Report: Transformation of packaging in FMCG sector too slow

A new study by Aquapak, based on research with 100 UK packaging experts responsible for packaging R&D, technology, design, and sustainability for FMCG brands, reveals that the majority (92%) plan to stop using plastic in their consumer packaging altogether.
Source: piu700;

The report shows that paper and paperboard are the replacement materials of choice, followed by new polymers, bioplastics, and multi-materials.
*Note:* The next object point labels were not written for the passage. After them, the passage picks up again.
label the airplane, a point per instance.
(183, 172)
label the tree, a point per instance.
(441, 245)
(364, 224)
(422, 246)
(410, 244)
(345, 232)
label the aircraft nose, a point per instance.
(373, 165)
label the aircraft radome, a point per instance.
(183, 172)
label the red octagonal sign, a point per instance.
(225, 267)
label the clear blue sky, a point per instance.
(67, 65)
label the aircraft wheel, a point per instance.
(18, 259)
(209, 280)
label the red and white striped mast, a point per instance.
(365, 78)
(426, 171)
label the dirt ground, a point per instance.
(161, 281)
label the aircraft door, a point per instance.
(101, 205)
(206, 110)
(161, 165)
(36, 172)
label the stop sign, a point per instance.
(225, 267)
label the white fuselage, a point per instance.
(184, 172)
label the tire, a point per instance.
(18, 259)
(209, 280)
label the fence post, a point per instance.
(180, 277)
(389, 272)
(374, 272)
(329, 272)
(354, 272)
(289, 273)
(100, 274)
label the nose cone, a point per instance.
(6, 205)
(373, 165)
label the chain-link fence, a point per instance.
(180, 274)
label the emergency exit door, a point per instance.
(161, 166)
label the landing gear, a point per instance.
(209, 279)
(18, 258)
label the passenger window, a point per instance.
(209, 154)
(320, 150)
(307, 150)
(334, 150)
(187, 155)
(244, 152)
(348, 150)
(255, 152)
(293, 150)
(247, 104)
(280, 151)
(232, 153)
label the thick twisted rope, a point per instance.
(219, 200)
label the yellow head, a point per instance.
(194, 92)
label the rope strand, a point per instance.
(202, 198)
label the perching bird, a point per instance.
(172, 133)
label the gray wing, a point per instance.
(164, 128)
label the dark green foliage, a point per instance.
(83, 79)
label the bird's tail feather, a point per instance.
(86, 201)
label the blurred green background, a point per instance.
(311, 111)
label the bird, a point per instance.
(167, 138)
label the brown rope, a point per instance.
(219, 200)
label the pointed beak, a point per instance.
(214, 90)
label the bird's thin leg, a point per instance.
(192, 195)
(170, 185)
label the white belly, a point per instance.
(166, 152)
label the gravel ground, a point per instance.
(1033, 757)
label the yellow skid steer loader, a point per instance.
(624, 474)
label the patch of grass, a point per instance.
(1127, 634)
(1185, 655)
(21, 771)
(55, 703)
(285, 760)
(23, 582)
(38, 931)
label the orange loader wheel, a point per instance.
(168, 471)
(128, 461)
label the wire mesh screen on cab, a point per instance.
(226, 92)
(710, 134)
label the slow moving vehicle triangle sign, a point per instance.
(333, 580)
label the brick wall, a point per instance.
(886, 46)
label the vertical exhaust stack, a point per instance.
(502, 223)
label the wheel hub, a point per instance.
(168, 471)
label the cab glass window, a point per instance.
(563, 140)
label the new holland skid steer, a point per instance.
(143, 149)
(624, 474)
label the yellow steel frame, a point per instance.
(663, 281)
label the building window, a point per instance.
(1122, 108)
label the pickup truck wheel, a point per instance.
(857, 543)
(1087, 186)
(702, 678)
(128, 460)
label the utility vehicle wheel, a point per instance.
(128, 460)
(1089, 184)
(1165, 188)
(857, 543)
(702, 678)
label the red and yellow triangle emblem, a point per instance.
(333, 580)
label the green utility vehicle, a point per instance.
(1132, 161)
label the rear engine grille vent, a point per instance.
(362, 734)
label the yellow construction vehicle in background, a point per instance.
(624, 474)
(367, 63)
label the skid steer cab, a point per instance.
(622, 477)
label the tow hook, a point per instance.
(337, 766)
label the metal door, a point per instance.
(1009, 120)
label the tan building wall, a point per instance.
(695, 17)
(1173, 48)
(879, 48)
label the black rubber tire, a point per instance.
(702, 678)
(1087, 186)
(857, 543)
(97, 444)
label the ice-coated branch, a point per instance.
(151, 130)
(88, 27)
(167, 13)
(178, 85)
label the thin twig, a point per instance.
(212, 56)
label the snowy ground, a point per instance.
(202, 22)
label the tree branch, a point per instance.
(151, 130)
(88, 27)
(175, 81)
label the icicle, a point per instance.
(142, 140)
However, despite the commitment to move away from plastic, the timeframe for transition is still considerable, with 27% of packaging experts expecting this to happen by 2027, 35% by 2028 and 28% by 2029. Just under one third (30%) described the move to new packaging materials in their business as too slow, 58% described it as ‘moderate’ and only 11% said it was fast. Crucially, the majority (87%) want the switch to alternative materials to replace conventional plastics to take place more quickly.

Currently, the main barriers to using more environmentally friendly options are the higher cost of alternative packaging, which was cited by 53% of respondents, the availability of alternative materials (50%) and ensuring the functionality and product protection remains the same (46%).

When asked about the key drivers that would help the FMCG sector speed up new material development and implementation, the research showed that 70% of respondents believed that more ambitious recycling targets were key. 62% wanted to see increased investment in new materials, and 54% said greater collaboration to accelerate R&D was needed. Half said that an industry-wide commitment to move away from conventional plastic was necessary, whilst a further 47% cited tighter environmental regulation through taxation of materials with poor environmental performance was important.